Kind of a functional programming newbie question here:
I’ve been reading the transcripts of some of Rich Hickey’s talks, and in several of his more well-known ones, he recommends using queues as an alternative to having functions call one another. (E.g. in Design, Composition and Performance and in Simple Made Easy.)
I don’t quite understand this, in a number of respects:
-
Is he talking about putting data in a queue and then having each function use it? So instead of function A calling function B to carry out its own computation, we just have function B slap its output on a queue and then have function A grab it? Or, alternatively, are we talking about putting functions on a queue and then successively applying them to data (surely not, because that would involve massive mutation, right? And also multiplication of queues for multiple-arity functions, or like trees or something?)
-
How does that make things simpler? My intuition would be that this strategy would create more complexity, because the queue would be a kind of state, and then you have to worry “what if some other function snuck in and put some data on top of the queue?”
One answer to an implementation question on SO suggests that the idea is creating a bunch of different queues. So each function puts its output in its own queue(??). But that also confuses me, because if you’re running a function once, then why does it need a queue for its output when you could just take that output and slap a name on it as a (var, atom, entry in a big hash table, whatever). By contrast, if a function is running multiple times, and you stick its output onto a queue, then you’ve inflicted state on yourself again, and you have to worry about the order in which everything is called, downstream functions get less pure, etc.
Clearly I’m not understanding the point here. Can someone explain a little?
5
It’s more of a design exercise than a general recommendation. You aren’t usually going to put a queue between all your direct function calls. That would be ridiculous. However, if you don’t design your functions as if a queue might be inserted between any of the direct function calls, you cannot justifiably claim you have written reusable and composable code. That’s the point Rich Hickey is making.

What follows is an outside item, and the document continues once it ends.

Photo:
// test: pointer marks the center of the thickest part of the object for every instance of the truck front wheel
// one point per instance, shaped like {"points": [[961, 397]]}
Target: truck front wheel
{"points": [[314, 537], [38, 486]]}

This is a major reason behind the success of Apache Spark, for example. You write code that looks like it’s making direct function calls on local collections, and the framework translates that code into passing messages on queues between cluster nodes. The kind of simple, composable, reusable coding style Rich Hickey advocates makes that possible.
4
One thing to note is that functional programming allows you to connect functions to each other indirectly through mediator objects that take care of procuring arguments to feed into the functions and flexibly routing their results to recipients that want their results. So suppose you have some straightforward direct calling code that looks like this example, in Haskell:
myThing :: A -> B -> C
myThing a b = f a (g a b)
Well, using Haskell’s Applicative
class and its <$>
and <*>
operators we can mechanically rewrite that code to this:
myThing :: Applicative f => f A -> f B -> f C
myThing a b = f <$> a <*> (g <$> a <*> b)
…where now myThing
is no longer directly calling f
and g
, but rather connecting them through some mediators of type f
. So for example, f
could be some Stream
type provided by a library that provides an interface to a queueing system, in which case we’d have this type:
myThing :: Stream A -> Stream B -> Stream C
myThing a b = f <$> a <*> (g <$> a <*> b)

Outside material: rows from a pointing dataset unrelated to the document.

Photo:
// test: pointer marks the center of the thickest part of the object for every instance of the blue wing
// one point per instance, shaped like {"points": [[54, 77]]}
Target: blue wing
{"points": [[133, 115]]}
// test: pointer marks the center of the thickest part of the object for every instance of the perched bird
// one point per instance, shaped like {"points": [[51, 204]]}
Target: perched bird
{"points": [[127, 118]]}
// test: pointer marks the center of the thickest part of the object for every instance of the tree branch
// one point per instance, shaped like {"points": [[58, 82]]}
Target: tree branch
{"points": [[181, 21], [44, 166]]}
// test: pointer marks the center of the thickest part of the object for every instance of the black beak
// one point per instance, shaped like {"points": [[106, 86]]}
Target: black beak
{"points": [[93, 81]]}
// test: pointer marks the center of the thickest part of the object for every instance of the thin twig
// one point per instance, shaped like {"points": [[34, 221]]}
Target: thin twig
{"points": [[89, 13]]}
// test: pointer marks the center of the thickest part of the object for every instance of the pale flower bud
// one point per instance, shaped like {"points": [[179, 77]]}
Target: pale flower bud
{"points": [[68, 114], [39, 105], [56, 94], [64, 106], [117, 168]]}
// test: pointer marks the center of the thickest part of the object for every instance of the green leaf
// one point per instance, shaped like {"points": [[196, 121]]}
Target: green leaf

Systems like this do exist. In fact, you can look at Java 8 streams as a version of this paradigm. You get code like this:
List<Integer> transactionsIds =
transactions.parallelStream()
.filter(t -> t.getType() == Transaction.GROCERY)

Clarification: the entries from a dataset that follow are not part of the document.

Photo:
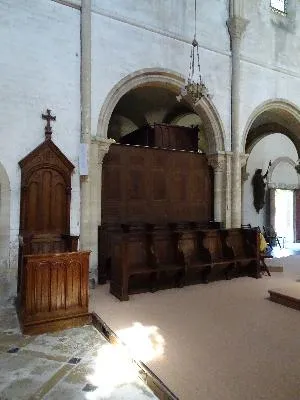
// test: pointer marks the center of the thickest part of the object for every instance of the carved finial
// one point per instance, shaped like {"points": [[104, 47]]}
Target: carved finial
{"points": [[48, 130]]}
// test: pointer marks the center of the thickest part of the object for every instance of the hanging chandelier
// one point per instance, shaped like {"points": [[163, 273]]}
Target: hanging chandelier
{"points": [[194, 87]]}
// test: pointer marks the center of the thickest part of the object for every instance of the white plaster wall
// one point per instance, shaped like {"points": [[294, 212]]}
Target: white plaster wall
{"points": [[143, 35], [269, 148], [284, 173], [270, 57], [39, 69]]}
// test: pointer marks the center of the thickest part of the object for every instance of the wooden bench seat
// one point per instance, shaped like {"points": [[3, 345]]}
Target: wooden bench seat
{"points": [[164, 257]]}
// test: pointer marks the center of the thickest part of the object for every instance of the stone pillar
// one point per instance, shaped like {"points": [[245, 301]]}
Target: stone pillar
{"points": [[228, 165], [85, 138], [236, 26], [244, 178], [217, 162], [98, 149]]}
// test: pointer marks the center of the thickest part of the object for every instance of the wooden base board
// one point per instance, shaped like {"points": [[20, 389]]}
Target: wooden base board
{"points": [[275, 268], [38, 327], [289, 296], [147, 376]]}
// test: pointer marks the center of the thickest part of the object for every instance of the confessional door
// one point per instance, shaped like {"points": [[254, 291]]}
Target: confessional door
{"points": [[44, 212]]}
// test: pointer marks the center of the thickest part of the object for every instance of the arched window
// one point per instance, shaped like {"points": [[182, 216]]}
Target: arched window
{"points": [[279, 6]]}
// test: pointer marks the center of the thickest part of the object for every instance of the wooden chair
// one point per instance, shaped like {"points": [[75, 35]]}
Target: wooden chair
{"points": [[271, 236]]}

.sorted(comparing(Transaction::getValue).reversed())
.map(Transaction::getId)
.collect(toList());
Here you are using the following functions:
t -> t.getType() == Transaction.GROCERY
comparing(Transaction::getValue).reversed()
Transaction::getId
toList()
…and instead of having them call each other directly, you’re using the Stream
system to mediate between them. This code example isn’t calling the Transaction::getId
function directly—the Stream
is calling it with the transactions that survived the earlier filter
. You can think of the Stream
as a very minimal sort of queue that couples functions indirectly and routes values between them.